Nach einer behutsamen Abnahme locker aufliegender Substrate (Staub, Spinnweben, Insektenkokons etc.) ließen sich auf ansonsten fester Malschicht Verschmutzungen und Mikroorganismen durch Mikroporenschwamm oder Mikrodampfstrahler feucht entfernen. Verschiedene Techniken zur Extrahierung der Schadsalze kamen zum Einsatz. Eine wässrige "Punktspülung" erbrachte gute Ergebnisse beim Abnehmen von leicht löslichen Krusten aus Magnesiumsulfat. Versinterungen konnten nach Behandlung mit Ammoniumcarbonat und mittels spezieller Kompressentechnik weit gehend beseitigt werden.

 

Bild: Ausschnitt aus dem Fresko vor der Restaurierung

"Himmelswesen mit Stier" über der Afrikaseite vor der restauratorischen Behandlung. Die Verfleckungen verfremden das Gemälde besonders in den hellen Partien des Himmels.
Foto: Achim Bunz

 

Bild: Ausschnitt aus dem Fresko nach der Restaurierung

"Himmelswesen mit Stier" über der Afrikaseite nach der Reinigung und Sinterbehandlung. Bislang kaum erkennbare Details der figürlichen Darstellung wurden sichtbar.
Foto: Achim Bunz


Besonders im unteren Bereich, also auf den Erdteildarstellungen, bestand das Fresko teilweise nur noch aus abpudernder und abschollender Farbsubstanz. Eine nachhaltige Stabilisierung war dringend erforderlich. Für die Festigung der Malschichten erwiesen sich der Einsatz von Kieselsol (Ludox W30) sowie Methylzellulose (Tylose MH300) als geeignet. Nach tropfenweisem Applizieren des Festigers wurden mit kleinen Hostaphanstempeln die Farbschollen wieder an den Putzträger gedrückt.

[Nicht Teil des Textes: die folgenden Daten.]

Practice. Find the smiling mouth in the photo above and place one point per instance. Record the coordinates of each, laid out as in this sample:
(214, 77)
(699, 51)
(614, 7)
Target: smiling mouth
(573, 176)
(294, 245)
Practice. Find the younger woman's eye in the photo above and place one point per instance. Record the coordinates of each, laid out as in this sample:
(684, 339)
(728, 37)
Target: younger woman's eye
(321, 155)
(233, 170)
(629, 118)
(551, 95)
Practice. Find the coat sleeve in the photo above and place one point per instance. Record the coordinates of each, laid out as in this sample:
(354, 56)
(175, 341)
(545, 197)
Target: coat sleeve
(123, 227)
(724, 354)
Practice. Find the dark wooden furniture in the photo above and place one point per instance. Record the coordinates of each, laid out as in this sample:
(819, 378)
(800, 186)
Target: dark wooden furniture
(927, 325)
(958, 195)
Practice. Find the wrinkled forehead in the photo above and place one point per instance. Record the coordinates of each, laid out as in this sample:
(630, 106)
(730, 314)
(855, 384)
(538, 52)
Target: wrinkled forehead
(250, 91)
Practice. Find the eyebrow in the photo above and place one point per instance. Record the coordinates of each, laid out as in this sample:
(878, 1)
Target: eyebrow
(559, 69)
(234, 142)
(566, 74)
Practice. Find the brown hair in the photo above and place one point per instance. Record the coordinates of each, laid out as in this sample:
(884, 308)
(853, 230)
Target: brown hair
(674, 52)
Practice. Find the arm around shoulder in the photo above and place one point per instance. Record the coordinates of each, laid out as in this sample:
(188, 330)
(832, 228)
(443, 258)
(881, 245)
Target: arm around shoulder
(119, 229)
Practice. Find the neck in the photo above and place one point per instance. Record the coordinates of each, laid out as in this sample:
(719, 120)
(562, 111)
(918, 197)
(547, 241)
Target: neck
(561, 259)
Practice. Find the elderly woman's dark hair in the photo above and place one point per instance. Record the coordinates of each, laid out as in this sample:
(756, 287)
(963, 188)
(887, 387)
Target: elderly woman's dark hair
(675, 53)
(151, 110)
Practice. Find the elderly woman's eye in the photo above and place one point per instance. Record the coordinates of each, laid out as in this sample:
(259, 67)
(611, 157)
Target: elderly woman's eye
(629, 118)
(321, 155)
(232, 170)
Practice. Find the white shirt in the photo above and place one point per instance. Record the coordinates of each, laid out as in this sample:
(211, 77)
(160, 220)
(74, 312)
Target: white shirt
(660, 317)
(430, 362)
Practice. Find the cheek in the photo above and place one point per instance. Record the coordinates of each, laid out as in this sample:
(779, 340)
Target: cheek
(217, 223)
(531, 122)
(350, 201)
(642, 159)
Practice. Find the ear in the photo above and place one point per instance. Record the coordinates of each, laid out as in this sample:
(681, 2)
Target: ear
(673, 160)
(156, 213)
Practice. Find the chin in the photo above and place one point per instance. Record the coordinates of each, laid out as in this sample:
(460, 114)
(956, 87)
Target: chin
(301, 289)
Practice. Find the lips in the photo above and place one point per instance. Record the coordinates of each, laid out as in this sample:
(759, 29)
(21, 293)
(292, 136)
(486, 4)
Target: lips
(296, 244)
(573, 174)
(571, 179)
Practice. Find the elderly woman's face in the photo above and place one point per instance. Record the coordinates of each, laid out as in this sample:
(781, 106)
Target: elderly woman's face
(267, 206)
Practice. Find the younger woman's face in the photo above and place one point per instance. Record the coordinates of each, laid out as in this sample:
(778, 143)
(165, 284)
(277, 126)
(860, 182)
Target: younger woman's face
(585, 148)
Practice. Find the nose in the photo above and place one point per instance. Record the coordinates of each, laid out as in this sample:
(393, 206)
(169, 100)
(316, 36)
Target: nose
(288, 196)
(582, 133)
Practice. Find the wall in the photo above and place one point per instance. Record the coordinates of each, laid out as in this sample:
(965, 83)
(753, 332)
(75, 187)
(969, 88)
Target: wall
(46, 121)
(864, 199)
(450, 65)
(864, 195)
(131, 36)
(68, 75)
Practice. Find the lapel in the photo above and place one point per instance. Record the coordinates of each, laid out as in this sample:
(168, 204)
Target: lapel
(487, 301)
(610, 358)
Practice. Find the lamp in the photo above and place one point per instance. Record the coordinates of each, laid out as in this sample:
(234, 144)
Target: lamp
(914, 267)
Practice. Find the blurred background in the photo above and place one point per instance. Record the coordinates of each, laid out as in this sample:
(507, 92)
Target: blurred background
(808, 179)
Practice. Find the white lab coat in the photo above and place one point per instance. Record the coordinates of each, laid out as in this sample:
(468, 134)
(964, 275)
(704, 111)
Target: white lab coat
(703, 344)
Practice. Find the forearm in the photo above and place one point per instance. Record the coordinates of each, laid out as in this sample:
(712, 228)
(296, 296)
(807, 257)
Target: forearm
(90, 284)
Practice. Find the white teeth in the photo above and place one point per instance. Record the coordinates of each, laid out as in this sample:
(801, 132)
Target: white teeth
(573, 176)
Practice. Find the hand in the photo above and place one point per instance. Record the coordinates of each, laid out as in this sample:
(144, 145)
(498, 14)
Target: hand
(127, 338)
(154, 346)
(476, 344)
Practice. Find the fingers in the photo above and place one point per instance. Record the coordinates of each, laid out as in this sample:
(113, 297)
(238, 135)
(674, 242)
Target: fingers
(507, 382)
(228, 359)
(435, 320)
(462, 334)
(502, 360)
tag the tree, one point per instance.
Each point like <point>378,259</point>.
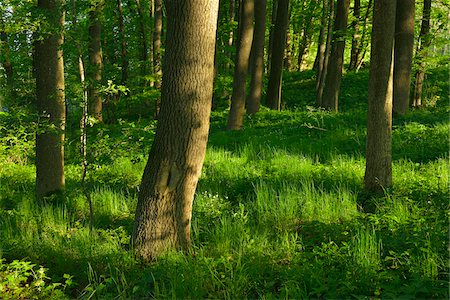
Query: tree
<point>403,54</point>
<point>164,209</point>
<point>95,59</point>
<point>257,58</point>
<point>378,174</point>
<point>241,68</point>
<point>49,70</point>
<point>356,36</point>
<point>273,99</point>
<point>333,77</point>
<point>425,42</point>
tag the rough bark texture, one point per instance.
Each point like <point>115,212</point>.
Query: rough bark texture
<point>356,36</point>
<point>95,60</point>
<point>257,69</point>
<point>403,53</point>
<point>425,42</point>
<point>49,70</point>
<point>332,85</point>
<point>164,209</point>
<point>157,33</point>
<point>323,74</point>
<point>123,44</point>
<point>379,122</point>
<point>237,109</point>
<point>273,98</point>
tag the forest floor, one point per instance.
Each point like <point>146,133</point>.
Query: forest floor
<point>279,212</point>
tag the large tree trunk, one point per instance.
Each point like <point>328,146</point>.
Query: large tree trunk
<point>424,43</point>
<point>257,69</point>
<point>379,122</point>
<point>123,44</point>
<point>320,83</point>
<point>157,33</point>
<point>164,209</point>
<point>403,53</point>
<point>49,70</point>
<point>273,98</point>
<point>237,109</point>
<point>356,36</point>
<point>332,85</point>
<point>95,59</point>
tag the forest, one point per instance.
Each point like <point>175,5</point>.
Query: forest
<point>224,149</point>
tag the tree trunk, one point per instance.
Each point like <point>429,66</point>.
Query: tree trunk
<point>403,53</point>
<point>123,44</point>
<point>49,70</point>
<point>164,209</point>
<point>356,37</point>
<point>378,173</point>
<point>320,84</point>
<point>257,69</point>
<point>424,43</point>
<point>273,99</point>
<point>157,33</point>
<point>95,59</point>
<point>334,73</point>
<point>237,109</point>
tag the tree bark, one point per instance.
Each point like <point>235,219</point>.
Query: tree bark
<point>334,73</point>
<point>123,44</point>
<point>403,53</point>
<point>49,70</point>
<point>356,36</point>
<point>95,59</point>
<point>237,109</point>
<point>157,33</point>
<point>424,43</point>
<point>164,209</point>
<point>320,84</point>
<point>378,174</point>
<point>257,69</point>
<point>273,99</point>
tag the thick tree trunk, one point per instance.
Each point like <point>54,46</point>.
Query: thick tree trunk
<point>95,60</point>
<point>273,98</point>
<point>379,122</point>
<point>157,33</point>
<point>320,84</point>
<point>164,209</point>
<point>237,109</point>
<point>356,36</point>
<point>332,85</point>
<point>257,69</point>
<point>424,43</point>
<point>403,53</point>
<point>49,70</point>
<point>123,44</point>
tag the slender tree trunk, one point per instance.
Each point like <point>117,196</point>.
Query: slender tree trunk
<point>257,69</point>
<point>334,72</point>
<point>403,54</point>
<point>424,43</point>
<point>356,36</point>
<point>320,84</point>
<point>157,33</point>
<point>49,70</point>
<point>95,59</point>
<point>363,45</point>
<point>378,173</point>
<point>273,99</point>
<point>5,55</point>
<point>164,209</point>
<point>123,44</point>
<point>237,109</point>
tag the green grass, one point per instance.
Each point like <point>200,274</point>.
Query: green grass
<point>278,212</point>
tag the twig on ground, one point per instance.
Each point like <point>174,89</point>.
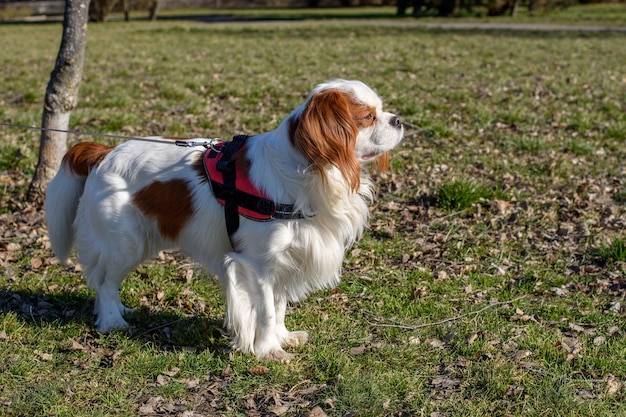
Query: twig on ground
<point>449,319</point>
<point>152,329</point>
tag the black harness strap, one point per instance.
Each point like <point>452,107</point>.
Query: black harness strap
<point>234,198</point>
<point>227,167</point>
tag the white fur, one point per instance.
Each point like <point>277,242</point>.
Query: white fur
<point>275,262</point>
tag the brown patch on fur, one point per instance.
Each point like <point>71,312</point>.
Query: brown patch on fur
<point>84,156</point>
<point>364,116</point>
<point>325,133</point>
<point>169,203</point>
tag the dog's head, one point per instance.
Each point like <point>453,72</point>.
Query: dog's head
<point>342,124</point>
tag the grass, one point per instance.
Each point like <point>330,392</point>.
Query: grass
<point>508,308</point>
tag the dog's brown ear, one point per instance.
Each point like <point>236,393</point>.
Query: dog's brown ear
<point>325,133</point>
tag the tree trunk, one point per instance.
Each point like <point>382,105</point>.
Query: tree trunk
<point>154,10</point>
<point>61,97</point>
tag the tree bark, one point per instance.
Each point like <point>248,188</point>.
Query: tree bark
<point>61,97</point>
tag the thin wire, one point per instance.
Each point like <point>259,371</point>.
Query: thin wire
<point>190,142</point>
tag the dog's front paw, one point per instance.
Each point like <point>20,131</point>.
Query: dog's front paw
<point>106,325</point>
<point>294,339</point>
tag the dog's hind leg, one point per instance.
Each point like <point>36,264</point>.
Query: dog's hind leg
<point>105,278</point>
<point>287,338</point>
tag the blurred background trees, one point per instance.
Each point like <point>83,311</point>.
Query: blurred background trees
<point>100,10</point>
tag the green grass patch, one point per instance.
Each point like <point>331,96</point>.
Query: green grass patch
<point>613,252</point>
<point>461,195</point>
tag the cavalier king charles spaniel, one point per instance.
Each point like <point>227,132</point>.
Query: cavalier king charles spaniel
<point>121,205</point>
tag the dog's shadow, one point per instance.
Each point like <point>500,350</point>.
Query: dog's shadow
<point>165,330</point>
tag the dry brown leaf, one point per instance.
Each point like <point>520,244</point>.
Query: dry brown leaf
<point>316,412</point>
<point>259,370</point>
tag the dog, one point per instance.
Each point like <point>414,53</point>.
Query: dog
<point>120,205</point>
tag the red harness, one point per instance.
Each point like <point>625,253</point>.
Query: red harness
<point>252,202</point>
<point>234,190</point>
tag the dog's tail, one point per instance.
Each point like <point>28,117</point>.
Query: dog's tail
<point>64,192</point>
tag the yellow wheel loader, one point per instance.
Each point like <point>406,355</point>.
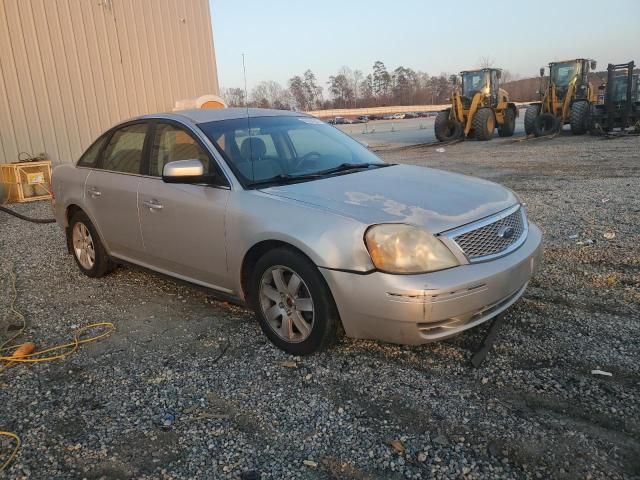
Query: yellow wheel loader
<point>477,108</point>
<point>567,98</point>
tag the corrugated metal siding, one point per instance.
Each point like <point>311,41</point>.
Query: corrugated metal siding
<point>69,69</point>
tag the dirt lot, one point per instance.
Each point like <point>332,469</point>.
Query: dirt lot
<point>188,387</point>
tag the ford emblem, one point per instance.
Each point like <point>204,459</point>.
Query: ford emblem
<point>506,232</point>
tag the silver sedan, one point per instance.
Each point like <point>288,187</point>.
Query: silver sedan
<point>300,222</point>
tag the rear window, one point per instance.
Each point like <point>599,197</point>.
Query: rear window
<point>90,157</point>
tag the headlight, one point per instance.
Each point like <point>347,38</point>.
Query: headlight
<point>399,248</point>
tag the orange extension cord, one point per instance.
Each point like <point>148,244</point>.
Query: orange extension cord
<point>25,352</point>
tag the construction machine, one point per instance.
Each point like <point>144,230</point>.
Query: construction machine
<point>567,98</point>
<point>477,107</point>
<point>620,106</point>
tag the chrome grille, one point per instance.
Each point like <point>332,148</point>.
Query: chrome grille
<point>489,240</point>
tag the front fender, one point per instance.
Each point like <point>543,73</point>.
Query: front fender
<point>329,239</point>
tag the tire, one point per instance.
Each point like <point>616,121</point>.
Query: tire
<point>446,130</point>
<point>530,116</point>
<point>484,122</point>
<point>310,312</point>
<point>545,124</point>
<point>509,125</point>
<point>84,242</point>
<point>579,117</point>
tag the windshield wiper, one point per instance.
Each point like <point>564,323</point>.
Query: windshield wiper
<point>285,178</point>
<point>345,167</point>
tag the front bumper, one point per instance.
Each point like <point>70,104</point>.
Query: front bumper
<point>415,309</point>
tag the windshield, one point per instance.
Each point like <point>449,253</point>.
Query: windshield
<point>473,82</point>
<point>281,148</point>
<point>563,73</point>
<point>619,88</point>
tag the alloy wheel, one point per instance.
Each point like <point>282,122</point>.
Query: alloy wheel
<point>286,304</point>
<point>83,246</point>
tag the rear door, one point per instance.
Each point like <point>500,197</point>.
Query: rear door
<point>111,191</point>
<point>183,226</point>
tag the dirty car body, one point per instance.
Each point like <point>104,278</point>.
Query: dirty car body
<point>403,254</point>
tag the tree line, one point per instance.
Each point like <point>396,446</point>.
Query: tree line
<point>350,88</point>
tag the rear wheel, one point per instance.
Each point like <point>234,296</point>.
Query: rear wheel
<point>530,116</point>
<point>293,303</point>
<point>484,122</point>
<point>86,247</point>
<point>579,117</point>
<point>447,130</point>
<point>509,125</point>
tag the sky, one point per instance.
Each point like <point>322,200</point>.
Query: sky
<point>282,38</point>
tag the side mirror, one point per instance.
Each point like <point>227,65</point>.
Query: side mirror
<point>183,171</point>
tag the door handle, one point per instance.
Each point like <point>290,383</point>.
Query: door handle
<point>152,204</point>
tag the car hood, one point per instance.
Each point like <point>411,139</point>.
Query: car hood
<point>433,199</point>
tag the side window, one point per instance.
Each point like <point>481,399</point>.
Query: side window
<point>90,157</point>
<point>172,143</point>
<point>124,150</point>
<point>494,83</point>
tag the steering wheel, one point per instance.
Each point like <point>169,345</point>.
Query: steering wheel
<point>307,157</point>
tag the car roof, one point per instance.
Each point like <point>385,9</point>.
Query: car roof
<point>204,115</point>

Lediglich auf (aus der Besucherdistanz im Treppenhaus) sichtbaren Fehlstellen bzw. an sehr störenden Flecken legten die Restauratoren reversible Farb- oder Neutralretuschen an. Die gesetzten Strichlagen dienten zur abschließenden Feinabstimmung des Farbwertes und zur einheitlichen Kennzeichnung der Restaurierungsphase 2003 bis 2006. Sie sind auf einem etwas helleren Lokalton als Strichretusche ausgeführt und somit erkennbar und methodisch nachvollziehbar.

Schadphänomene und restauratorische Eingriffe wurden in Arbeitsberichten beschrieben, kartiert und fotografisch dokumentiert. Die Gesamtdokumentation liegt in analoger und digitaler Form vor und bildet für künftige Restaurierungen eine gute Grundlage zur Kenntnis des Freskos und zur Erarbeitung konservatorischer Maßnahmen.

Eine besonders wichtige Voraussetzung für die Nachhaltigkeit der aufwändigen Maßnahmen ist die absolute Dichtigkeit des Dachraumes und der Fenster gegen Niederschlagswasser, denn die Schäden und Verluste am Tiepolofresko sind infolge fehlender oder undichter Dächer entstanden. Aus diesem Grunde wurde über dem Gewölbe im Dachraum eine von unten diffusionsoffene Folie gespannt. Spezielle Sensoren signalisieren akute Tropfstellen in der Dachhaut, so dass rasch reagiert werden kann.